Une guerre, trois romans

Lors du salon Pas serial s’abstenir, un débat sur l’Algérie noire, racontée par trois auteurs.

Patrick Pécherot, avec Hével François Muratet, avec Tu dormiras quand tu seras mort. Frédéric Paulin, avec La guerre est une ruse. Chronique à venir.

Ces trois romans, outre la documentation sur laquelle ils s’appuient, incarnent l’Histoire en la faisant porter par des personnages qui, s’ils sont de papier, sont quand même plus vrais que vrais.

Accolés les uns à la suite des autres, les trois titres contiennent déjà une invitation à se pencher sur la guerre d’Algérie, et ses suites

La guerre est une ruse. Qu’est-ce que la guerre d’Algérie a masqué ?

Tu dormiras quand tu seras mort. Une invitation à rester vigilants.

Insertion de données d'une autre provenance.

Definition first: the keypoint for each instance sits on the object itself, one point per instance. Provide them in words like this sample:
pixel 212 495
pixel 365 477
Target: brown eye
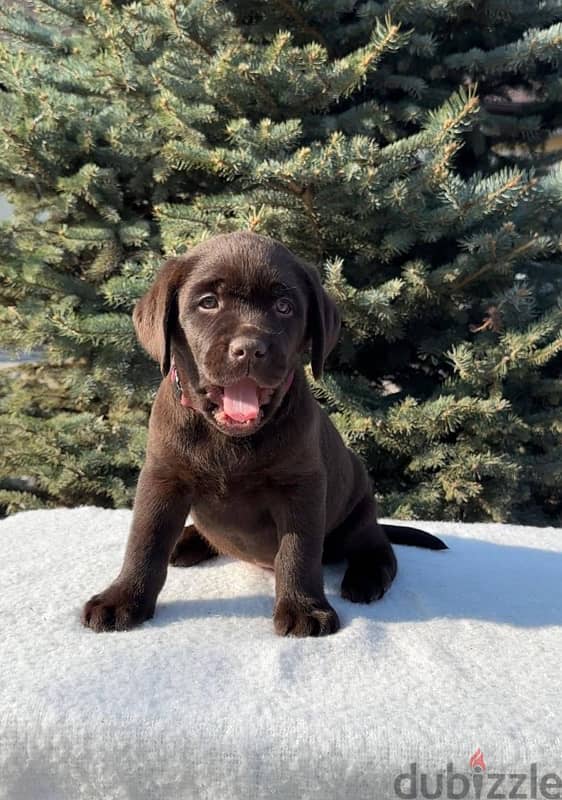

Hével. Une réalité éphémère, illusoire, absurde. Pourquoi continuer à s’entre-tuer ?

C’est peut-être bien la puissance de la littérature, que de faire partager de façon quasi charnelle, des événements, une époque… Quand Patrick Pécherot raconte les crevettes de Bigeard, Alors les hélicos lâchèrent leurs victimes au-dessus de la mer et la Méditerranée connut ses « crevettes Bigeard ». Celui qui avait connu les troupes nazies s’inspiraient désormais de leurs méthodes, on ne peut que frémir d’horreur, parce que l’on sait que c’est véridique.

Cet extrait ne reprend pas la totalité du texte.